Origin of power-law tails in the local viscous growth-rate distribution

Determine the physical mechanism responsible for the power-law tails observed in the probability distribution of the local viscous contribution to the decorrelator growth rate, defined as \(\lambda_\eta(\mathbf{x}) = [\nu\,\delta \mathbf{u}(\mathbf{x})\cdot \nabla^2 \delta \mathbf{u}(\mathbf{x})] / (|\delta \mathbf{u}(\mathbf{x})|^2/2)\), during the exponential-growth phase of the decorrelator in three-dimensional, forced, homogeneous and isotropic Navier–Stokes turbulence.

Background

The authors introduce spatially local growth-rate fields for the decorrelator by defining $$\lambda_S(\mathbf{x}) \equiv [\delta \mathbf{u}\cdot \mathbf{S} \cdot \delta \mathbf{u}]/(|\delta \mathbf{u}|^2/2)$$ and $$\lambda_\eta(\mathbf{x}) \equiv [\nu\,\delta \mathbf{u}\cdot \nabla^2 \delta \mathbf{u}]/(|\delta \mathbf{u}|^2/2)$$ during the exponential-growth phase. They report that the empirical distributions of these local exponents exhibit exponential tails for $\lambda_S(\mathbf{x})$ and power-law tails for $\lambda_\eta(\mathbf{x})$.

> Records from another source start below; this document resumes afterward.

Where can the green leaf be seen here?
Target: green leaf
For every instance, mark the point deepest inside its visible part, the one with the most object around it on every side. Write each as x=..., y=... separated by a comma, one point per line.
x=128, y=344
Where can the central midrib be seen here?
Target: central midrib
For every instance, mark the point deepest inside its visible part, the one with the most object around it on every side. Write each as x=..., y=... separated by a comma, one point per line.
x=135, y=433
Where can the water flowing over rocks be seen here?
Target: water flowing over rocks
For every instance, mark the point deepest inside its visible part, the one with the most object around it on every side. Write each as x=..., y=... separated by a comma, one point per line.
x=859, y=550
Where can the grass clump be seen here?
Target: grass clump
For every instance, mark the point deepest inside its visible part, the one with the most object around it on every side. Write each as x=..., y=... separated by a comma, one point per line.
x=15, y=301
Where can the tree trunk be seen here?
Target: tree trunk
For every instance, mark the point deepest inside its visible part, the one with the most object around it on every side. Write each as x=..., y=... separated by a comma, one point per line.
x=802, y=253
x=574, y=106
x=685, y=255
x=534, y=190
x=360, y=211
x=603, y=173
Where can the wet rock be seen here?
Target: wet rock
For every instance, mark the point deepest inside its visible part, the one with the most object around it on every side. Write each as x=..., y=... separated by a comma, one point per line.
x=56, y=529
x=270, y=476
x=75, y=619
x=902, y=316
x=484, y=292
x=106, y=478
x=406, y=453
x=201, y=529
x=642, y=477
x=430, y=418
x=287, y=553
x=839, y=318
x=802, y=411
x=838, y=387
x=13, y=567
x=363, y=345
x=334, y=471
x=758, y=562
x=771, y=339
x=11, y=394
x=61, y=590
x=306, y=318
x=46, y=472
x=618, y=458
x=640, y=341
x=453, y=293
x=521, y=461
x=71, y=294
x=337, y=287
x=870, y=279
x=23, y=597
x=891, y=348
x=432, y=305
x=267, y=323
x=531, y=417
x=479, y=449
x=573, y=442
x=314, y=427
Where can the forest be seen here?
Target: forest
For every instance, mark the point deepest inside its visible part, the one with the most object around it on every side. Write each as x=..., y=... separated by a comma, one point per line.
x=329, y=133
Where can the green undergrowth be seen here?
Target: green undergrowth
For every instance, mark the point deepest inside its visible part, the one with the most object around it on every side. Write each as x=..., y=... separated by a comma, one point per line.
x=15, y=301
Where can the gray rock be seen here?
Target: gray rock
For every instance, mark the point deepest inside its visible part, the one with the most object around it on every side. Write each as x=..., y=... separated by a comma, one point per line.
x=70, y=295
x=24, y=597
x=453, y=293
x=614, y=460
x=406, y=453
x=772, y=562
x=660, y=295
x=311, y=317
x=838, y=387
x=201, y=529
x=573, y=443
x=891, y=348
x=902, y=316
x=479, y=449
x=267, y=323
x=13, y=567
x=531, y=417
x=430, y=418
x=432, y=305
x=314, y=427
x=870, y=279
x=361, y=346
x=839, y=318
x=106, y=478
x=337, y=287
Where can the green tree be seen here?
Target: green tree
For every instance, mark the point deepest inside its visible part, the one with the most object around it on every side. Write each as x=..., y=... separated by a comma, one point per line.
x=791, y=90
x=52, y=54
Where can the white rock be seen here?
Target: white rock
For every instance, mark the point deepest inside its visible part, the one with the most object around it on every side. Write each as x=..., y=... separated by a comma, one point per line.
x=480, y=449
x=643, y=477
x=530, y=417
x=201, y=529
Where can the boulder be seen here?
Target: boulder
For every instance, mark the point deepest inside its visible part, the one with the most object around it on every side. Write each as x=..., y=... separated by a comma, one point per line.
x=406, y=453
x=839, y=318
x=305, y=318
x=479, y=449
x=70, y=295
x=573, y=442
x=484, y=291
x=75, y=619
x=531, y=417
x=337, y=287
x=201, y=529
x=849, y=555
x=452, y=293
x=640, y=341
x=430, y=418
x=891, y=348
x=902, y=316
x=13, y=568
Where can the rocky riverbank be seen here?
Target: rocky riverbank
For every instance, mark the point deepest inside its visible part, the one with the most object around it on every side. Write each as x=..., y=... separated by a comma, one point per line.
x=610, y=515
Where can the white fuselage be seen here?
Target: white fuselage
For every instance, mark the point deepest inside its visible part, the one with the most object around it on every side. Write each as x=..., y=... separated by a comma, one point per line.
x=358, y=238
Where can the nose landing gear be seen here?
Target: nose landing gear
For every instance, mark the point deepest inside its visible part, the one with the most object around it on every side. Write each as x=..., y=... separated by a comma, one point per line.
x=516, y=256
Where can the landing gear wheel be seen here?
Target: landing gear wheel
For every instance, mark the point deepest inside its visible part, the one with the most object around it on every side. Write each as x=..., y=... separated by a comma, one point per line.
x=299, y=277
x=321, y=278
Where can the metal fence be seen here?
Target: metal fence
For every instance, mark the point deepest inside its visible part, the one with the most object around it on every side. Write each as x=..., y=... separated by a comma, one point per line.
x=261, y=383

These heavy tails suggest a connection to intermittency, but the detailed mechanism that yields the observed power-law behavior in $\lambda_\eta(\mathbf{x})$ is not established in the paper. The authors explicitly defer the determination of this origin to future work, motivating a focused paper of the statistics of $\beta_S$ and $\beta_\eta$, the spatially integrated strain and viscous contributions to decorrelator growth, respectively.